Volunteers of America and our city and service partners launched Sacramento’s groundbreaking low-barrier homeless shelter about one year ago.
We’ve learned a lot from the 650 guests, 148 dogs, 12 cats, five births and over 4,000 pounds of belongings that have been part of the Triage Shelter to date. A recent survey provided insights, including an idea that might surprise some people with a stake in reducing homelessness.
For many going about their day, the perspective on homelessness is likely limited to the visual of someone asking for money at a stoplight or camped out along the streets. It’s hard to ignore and, yet, frustratingly intractable.
Some will feel a moral responsibility to help those less fortunate. Others will fret about the financial drag on the city. Many will simply be overwhelmed by the aesthetics.
The mantra on solving homelessness these days is “housing first.” There is an understandable instinct to house as many homeless people as fast as we can. But “housing first” may not be appropriate for everyone.
There is a dearth of affordable housing these days. More importantly, it doesn’t take into account a key trauma-informed care principle: collaboration and mutuality.
Our survey was designed to help us learn about the potentially transformational shelter experiences of Sacramento’s most chronically homeless. Most of our guests have been on the streets for more than four years, many much longer.
A key question was this: “Have you changed over the course of your stay in the shelter?”
Here are some of the answers:
“Having an emotional connection with everyone changed my life. I have come to believe life is about choices,” wrote C.L., who has been homeless one year.
“My self-esteem has been raised to the top. I have dignity now,” wrote K.B., homeless for 15 years.
“I am able to trust a little more. It allows me to make different decisions,” wrote R.J., homeless 18 years.
“I have goals. I challenge myself. I give myself a pat on the back.,” wrote S.A., homeless 12 years.
“I have grown in very important areas of myself such as being more sociable and comfortable around large crowds,” wrote C.K., homeless 22 years.
“My attitude and patience are better by being able to connect with staff and other guests. Without connections everything would stay the same,” wrote B.G., homeless 2 years.
That last response, especially, captures the core of our approach to changing the course of homelessness.
Seventy-five percent of the 63 guests interviewed cited the healing process that begins with connections.

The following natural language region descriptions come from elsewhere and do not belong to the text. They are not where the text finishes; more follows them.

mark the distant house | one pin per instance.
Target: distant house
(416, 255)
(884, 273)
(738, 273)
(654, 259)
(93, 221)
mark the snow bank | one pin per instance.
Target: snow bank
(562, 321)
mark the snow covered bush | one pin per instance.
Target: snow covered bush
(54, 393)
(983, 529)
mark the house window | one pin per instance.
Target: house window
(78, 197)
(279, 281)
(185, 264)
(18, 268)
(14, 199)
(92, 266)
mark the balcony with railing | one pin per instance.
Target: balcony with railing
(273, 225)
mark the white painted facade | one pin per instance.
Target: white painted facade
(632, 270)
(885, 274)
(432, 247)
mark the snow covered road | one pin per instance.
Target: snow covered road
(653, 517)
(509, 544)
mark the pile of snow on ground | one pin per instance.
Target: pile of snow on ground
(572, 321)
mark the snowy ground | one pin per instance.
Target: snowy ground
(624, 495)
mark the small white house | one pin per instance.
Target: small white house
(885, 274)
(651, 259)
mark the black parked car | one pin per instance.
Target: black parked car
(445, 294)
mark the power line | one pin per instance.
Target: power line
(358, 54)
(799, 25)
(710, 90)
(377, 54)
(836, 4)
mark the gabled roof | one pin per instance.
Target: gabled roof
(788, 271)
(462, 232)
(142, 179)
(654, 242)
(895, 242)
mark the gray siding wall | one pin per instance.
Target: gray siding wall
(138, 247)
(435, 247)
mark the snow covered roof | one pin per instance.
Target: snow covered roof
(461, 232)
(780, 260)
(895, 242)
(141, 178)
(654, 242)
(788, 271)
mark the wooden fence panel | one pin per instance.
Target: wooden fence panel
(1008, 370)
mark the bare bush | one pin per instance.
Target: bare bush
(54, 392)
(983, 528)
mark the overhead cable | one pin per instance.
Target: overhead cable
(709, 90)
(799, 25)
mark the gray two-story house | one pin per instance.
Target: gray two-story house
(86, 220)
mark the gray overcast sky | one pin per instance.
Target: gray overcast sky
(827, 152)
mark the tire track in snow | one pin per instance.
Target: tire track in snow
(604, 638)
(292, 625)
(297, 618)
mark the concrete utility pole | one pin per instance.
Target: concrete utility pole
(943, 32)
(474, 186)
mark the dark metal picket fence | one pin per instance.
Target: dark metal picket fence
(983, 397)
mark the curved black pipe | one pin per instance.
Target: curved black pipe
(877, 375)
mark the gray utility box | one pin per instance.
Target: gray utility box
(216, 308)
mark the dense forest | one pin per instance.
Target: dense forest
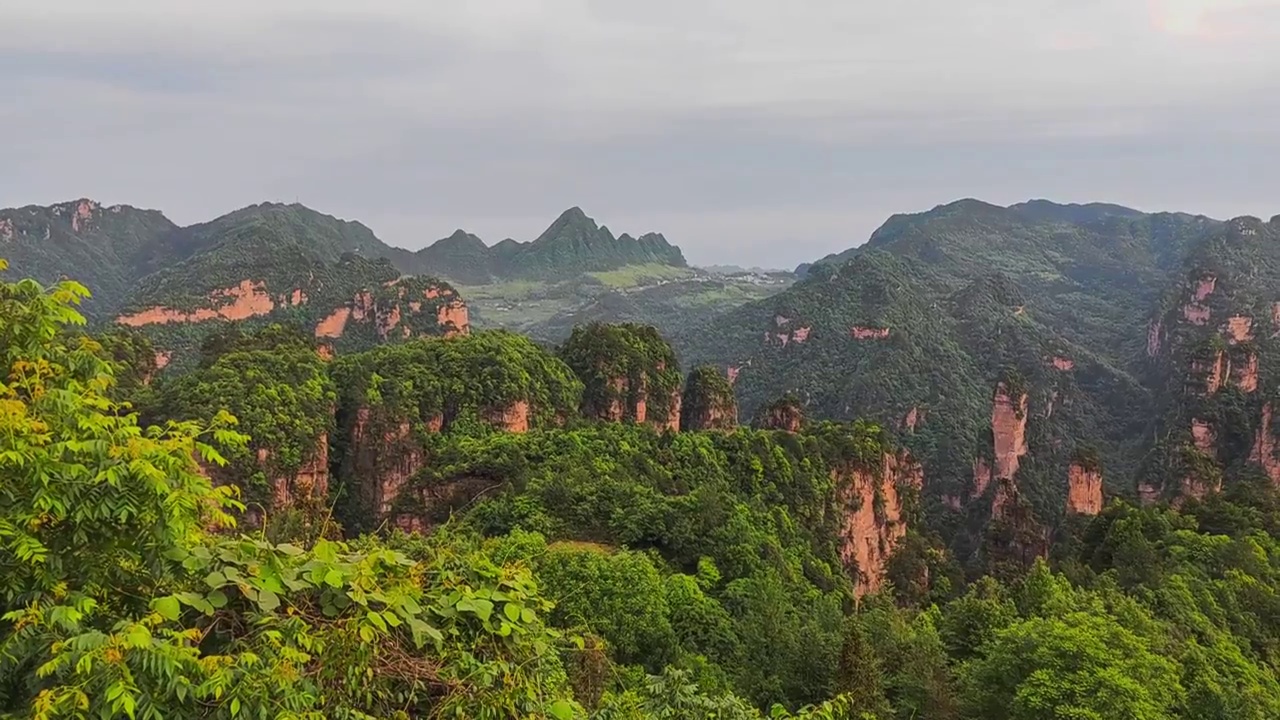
(481, 527)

Connections flourish in our shelters because those who struggle mightily survive by developing an empathetic community. That sense of community is the first vital connection that begins the healing process. It must be nurtured and expanded upon in the shelters.
And it must be combined with other connections to reintegrate the untethered back into society. Those include connections to medical treatment, connections to mental health care, connections to alcohol and drug treatment, and, yes, connections to housing -- at a pace matching their readiness.
Our survey suggests the path to healing and reintegration into society should instead begin with the mantra “community first.”
David J. Silveira is the division director of shelter services for Volunteers of America in northern California and northern Nevada.